I am in an aeroplane crossing the Atlantic Ocean as I write this. We took off from Heathrow Airport more than three hours ago. By now, it’s likely the plane’s captain and crew are not physically in control of the aircraft. Something as complex as flying a metal tube packed with more than 300 living souls at 12,000 meters and 900kph is left to a computer and a set of algorithms. The autopilot.
Such a device is badly needed in our hospital wards. Critical patients needing 24/7 intensive care could certainly benefit from data-based approaches that could leverage on state-of-the-art analytics and AI.
For instance, a wise intensive care unit (ICU) nurse once told me: “Don’t get sick, but if you do get sick, don’t do it at night.” Data suggests evenings and weekends are not a good time to fall ill due to an increase of the patient’s risk of death. If our healthcare professionals had their capabilities augmented like the pilot in charge of my plane (who is able to rest now, so he can be 100 per cent focused during the approach and landing), we could not only get sick anytime without an increased risk of dying, we would also improve patient outcomes and decrease overall costs for the healthcare system. Just consider the upcoming shortage of medical professionals in the NHS and in the US, and the fact that medical errors are already the third-highest cause of death in the US (after heart disease and cancer) with 251,000 deaths in 2013.
Many healthcare organisations are working on potential AI applications. Research groups such as the Stanford Vision Lab are devoting efforts to the general use of AI in healthcare, and startups such as Etiometry in Boston and Better Care in Barcelona are focusing on critical care hospital units. Etiometry’s goal is to develop a predictive analytics platform to improve the quality of care in the ICU. Better Care is focusing on a software platform to capture biomedical data around the ICU patient – incorporating medical knowledge and algorithms. This is also an area of focus for companies such as Google, IBM and Qualcomm.
In the ICU, data from a patient is extensive and complex. But AI deals well with complexity. Based on a patient’s data, an AI platform could ensure the most basic mission of the ICU team (“keep the patient alive”): provide descriptive analytics for “what is going on”, predictive analytics for “what’s going to happen” and prescriptive analytics for “what shall you do”.

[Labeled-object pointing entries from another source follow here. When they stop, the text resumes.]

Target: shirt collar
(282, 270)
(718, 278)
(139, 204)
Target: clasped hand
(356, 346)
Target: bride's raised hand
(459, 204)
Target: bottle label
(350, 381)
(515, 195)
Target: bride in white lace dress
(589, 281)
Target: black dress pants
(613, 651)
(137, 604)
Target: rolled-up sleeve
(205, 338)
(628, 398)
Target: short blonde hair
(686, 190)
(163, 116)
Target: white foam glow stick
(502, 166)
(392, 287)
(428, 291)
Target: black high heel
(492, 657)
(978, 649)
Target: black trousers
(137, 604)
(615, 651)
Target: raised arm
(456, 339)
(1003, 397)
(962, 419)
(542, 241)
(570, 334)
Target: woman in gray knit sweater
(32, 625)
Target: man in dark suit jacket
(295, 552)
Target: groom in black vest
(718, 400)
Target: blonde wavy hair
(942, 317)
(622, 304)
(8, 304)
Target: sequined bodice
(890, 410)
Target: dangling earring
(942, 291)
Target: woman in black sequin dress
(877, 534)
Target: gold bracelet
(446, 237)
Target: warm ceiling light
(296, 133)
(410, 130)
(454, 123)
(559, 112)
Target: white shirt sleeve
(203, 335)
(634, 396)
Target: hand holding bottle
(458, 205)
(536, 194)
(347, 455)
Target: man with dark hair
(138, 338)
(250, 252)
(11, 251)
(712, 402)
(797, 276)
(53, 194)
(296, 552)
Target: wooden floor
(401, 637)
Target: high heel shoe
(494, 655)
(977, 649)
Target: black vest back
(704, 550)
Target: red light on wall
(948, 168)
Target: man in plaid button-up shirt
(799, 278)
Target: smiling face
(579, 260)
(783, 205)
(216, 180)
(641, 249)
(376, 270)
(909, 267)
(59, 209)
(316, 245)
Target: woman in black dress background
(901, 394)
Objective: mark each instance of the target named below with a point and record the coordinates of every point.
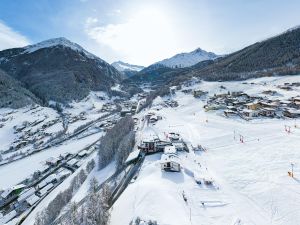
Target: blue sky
(143, 32)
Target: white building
(170, 162)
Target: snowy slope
(122, 66)
(55, 42)
(251, 182)
(188, 59)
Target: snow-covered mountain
(58, 70)
(188, 59)
(61, 41)
(122, 66)
(128, 70)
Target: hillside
(59, 70)
(278, 55)
(13, 94)
(188, 59)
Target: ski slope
(251, 181)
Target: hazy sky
(143, 32)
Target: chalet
(42, 169)
(148, 146)
(269, 104)
(173, 137)
(199, 93)
(153, 119)
(187, 91)
(153, 145)
(291, 113)
(125, 112)
(133, 157)
(52, 161)
(249, 113)
(65, 155)
(45, 189)
(73, 163)
(12, 191)
(61, 175)
(25, 194)
(170, 149)
(269, 112)
(41, 185)
(228, 112)
(179, 146)
(51, 179)
(269, 92)
(170, 162)
(83, 153)
(7, 217)
(284, 87)
(252, 105)
(32, 200)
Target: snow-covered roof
(169, 158)
(45, 189)
(8, 217)
(50, 178)
(72, 162)
(52, 160)
(82, 153)
(132, 156)
(25, 194)
(6, 192)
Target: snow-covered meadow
(251, 179)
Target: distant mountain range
(62, 71)
(188, 59)
(279, 55)
(58, 70)
(127, 69)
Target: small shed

The first layer with descriptive analytics would help them understand “what is going on” with a specific patient within the context of thousands of other patients with that same condition. Crunching all that data in real time is an example of a skill set that is not yet available to human beings. The second layer would allow them to allocate resources according to “what’s going to happen” and the progressing complications of patients who are fighting for their lives. Finally, as the presence of AI in the ICU becomes the norm, the availability (and quality) of data would allow for the use of prescriptive analytics as a complement to trial and error that is still predominant when managing critical patients.
Of course, hospitals are not ready for this yet. Just consider that, in 2016, most world-leading hospitals still had no internet access in their operating rooms. Furthermore, doctors have historically been reluctant and conservative when it comes to the introduction of new technologies. To some extent, technology companies have also made the mistake of suggesting that AI will replace doctors – and no trade group likes to feel threatened. We cannot expect healthcare professionals to be free from error. It has been their creative thinking and diligent care that has driven our healthcare systems to greater heights. It has also been their human problem-solving that has allowed us to develop novel medical technologies, contributing to increased life expectancy.
The first step should be in complementing our doctors, not replacing them. Just imagine an ICU room with three screens reporting 20 essential parameters in real time – both invasive and non-invasive monitoring – along with data coming in from the labs, imaging tests and the discrete measurements and clinical observations made by healthcare professionals. The potential in this scenario is not just to mimic the doctors, but to perform tasks that no doctor can manage. If we are able to develop systems that enhance their capabilities and allow them to provide their patients better care, we will be in a win-win situation for healthcare professionals, patients and taxpayers.